In the demo above, we take a fairly standard ad about heart hormones and run a compliance check inside the ZebraTruth dashboard. Our agents watch the ad and surface the specific violations. One of the flags: the “test your heart” claim is ambiguous. That’s the kind of wording a human reviewer might wave through under deadline pressure — and exactly the kind of thing the FTC doesn’t.

The real problem is scale

A single ad is easy to review by hand. The challenge is volume. When you’re pumping out a high volume of AI-generated ads, manual legal review becomes the bottleneck — and every unreviewed asset is a potential violation.

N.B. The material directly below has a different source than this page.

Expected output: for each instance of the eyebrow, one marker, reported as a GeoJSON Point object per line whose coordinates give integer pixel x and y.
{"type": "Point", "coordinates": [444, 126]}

That’s the gap ZebraTruth fills. Instead of reviewing content after it’s made, ZebraTruth acts as a compliance layer that runs these checks at scale, scoring each ad against FTC policy, citing the exact rule behind every flag, and recommending a fix. Your healthcare ads stay both high-performing and legally defensible — without legal review becoming the thing that slows you down.

If you’re generating healthcare creative with AI, the compliance layer isn’t optional. It’s what lets you move fast without getting caught.